Três filmes: Ernst Lubitsch 1932, 1938, 1939

textos de Marcelo Costa

Título original: “Trouble in Paradise”, 1932
Título nacional: “Ladrão de Alcova”
Em Veneza, no começo dos anos 1930, um barão se apaixona por uma condessa. Ele é Gaston Monescu (Herbert Marshall), um vigarista mestre em golpes, e ela é Lily (Miriam Hopkins), uma batedora de carteiras profissional. Assim que ambos percebem as segundas intenções de ladroagem do parceiro, nasce um romance, e eles decidem partir para viver juntos e felizes (roubando) em Paris. Na Cidade Luz, Gaston furta uma bolsa com um valiosíssimo colar de pérolas de uma ricaça, a madame Mariette Colet (Kay Francis), que institui uma recompensa para quem devolver a peça. O próprio Gaston decide devolver, mas não por bom coração, e sim com a intenção de conquistar a amizade da madame, dona de uma grife de perfumes, e… deixá-la sem nenhum tostão. O plano, inicialmente, dá certo, com Gaston sendo contratado como secretário particular da madame, e, ainda, indicando Lily como auxiliar. O que ninguém contava nessa história era de que Mariette fosse se apaixonar por Gaston, e ele por ela, deixando Lily mergulhada em ciúmes. Impecável comédia romântica pré-código Hays, que instauraria a censura em Hollywood efetivamente a partir de 1935, “Trouble in Paradise” é (teoricamente) baseada em “The Honest Finder”, peça do dramaturgo húngaro que estreou em 1931, ainda que conste que Ernst Lubitsch teria pedido a seu parceiro roteirista, Samson Raphaelson, para nem ler a peça e se inspirar nas façanhas de uma pessoa real, George Manolescu, um vigarista romeno cujas memórias foram publicadas em 1905. O resultado é um filme divertido e ágil, muito pela química entre o trio principal.
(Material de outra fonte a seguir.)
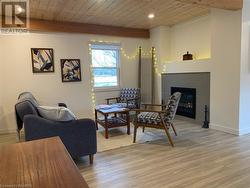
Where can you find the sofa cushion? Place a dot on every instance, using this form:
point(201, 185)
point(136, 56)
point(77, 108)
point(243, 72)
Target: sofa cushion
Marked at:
point(56, 113)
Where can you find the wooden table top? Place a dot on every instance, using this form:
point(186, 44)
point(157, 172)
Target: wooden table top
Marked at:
point(41, 163)
point(112, 110)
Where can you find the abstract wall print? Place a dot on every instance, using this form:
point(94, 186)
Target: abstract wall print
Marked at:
point(71, 70)
point(42, 60)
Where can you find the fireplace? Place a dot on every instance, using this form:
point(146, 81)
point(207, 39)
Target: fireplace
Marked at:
point(187, 104)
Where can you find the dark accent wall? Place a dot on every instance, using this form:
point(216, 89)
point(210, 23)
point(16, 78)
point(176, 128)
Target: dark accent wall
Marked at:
point(200, 81)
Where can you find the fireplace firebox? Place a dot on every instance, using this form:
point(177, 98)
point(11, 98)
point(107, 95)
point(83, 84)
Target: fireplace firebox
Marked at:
point(187, 104)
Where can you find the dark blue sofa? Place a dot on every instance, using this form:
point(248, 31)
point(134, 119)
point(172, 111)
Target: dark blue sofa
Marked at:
point(78, 136)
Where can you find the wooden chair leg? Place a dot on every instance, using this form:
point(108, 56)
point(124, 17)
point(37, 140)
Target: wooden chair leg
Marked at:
point(91, 158)
point(169, 136)
point(166, 128)
point(135, 131)
point(172, 125)
point(18, 136)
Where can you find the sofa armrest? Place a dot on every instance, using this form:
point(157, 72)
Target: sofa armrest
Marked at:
point(78, 136)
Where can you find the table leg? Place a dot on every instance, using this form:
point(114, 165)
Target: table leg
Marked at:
point(106, 126)
point(128, 123)
point(96, 124)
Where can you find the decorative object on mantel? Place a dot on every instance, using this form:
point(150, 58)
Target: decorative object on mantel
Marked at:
point(42, 60)
point(71, 70)
point(187, 56)
point(206, 122)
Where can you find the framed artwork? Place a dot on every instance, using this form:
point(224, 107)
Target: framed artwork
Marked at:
point(42, 60)
point(71, 70)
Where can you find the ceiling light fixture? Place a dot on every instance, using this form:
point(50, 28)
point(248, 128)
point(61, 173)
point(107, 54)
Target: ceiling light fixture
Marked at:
point(151, 16)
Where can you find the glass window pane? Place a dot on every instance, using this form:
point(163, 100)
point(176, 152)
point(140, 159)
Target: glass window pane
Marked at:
point(104, 58)
point(105, 77)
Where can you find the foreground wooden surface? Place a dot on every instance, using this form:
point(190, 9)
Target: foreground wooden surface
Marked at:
point(41, 163)
point(200, 159)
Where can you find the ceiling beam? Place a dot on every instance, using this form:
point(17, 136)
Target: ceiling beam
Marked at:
point(221, 4)
point(71, 27)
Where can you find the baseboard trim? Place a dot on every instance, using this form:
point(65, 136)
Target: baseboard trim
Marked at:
point(224, 129)
point(7, 131)
point(244, 131)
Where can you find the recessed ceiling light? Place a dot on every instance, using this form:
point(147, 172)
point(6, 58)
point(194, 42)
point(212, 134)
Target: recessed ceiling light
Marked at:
point(150, 16)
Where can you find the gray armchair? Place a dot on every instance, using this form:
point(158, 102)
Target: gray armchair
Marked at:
point(78, 136)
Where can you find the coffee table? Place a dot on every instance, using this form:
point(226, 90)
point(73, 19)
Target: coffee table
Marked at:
point(114, 116)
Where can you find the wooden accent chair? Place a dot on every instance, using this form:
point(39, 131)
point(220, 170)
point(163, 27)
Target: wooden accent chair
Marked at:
point(129, 98)
point(158, 119)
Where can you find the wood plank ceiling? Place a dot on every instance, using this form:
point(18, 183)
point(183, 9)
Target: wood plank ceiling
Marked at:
point(126, 13)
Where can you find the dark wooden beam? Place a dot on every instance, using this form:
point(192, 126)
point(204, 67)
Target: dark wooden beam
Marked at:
point(70, 27)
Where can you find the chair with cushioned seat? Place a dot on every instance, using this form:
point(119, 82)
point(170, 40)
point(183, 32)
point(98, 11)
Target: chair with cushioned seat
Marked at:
point(129, 98)
point(158, 119)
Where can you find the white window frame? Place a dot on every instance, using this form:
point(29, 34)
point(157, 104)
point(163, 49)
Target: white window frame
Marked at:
point(100, 46)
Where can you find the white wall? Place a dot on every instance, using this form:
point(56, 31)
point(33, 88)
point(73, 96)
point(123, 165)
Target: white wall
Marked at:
point(225, 80)
point(160, 39)
point(219, 36)
point(17, 76)
point(193, 36)
point(245, 70)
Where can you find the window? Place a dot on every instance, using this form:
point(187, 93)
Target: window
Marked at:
point(105, 63)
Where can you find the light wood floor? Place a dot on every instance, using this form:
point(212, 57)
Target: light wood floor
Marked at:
point(200, 159)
Era um dos filmes favoritos do próprio Lubitsch (que filmaria, no ano seguinte, outra comédia romântica deliciosa com Miriam Hopkins, “Sócios no Amor”), que não chegou a fazer um grande sucesso de público, e teria seu relançamento proibido em 1935 pelo Código Hays – e só seria liberado em 1968! Para a National Board of Review, “Ladrão de Alcova” é um dos 10 melhores filmes de 1932, tendo, ainda, inspirado Wes Anderson e Ralph Fiennes em “O Grande Hotel Budapeste”.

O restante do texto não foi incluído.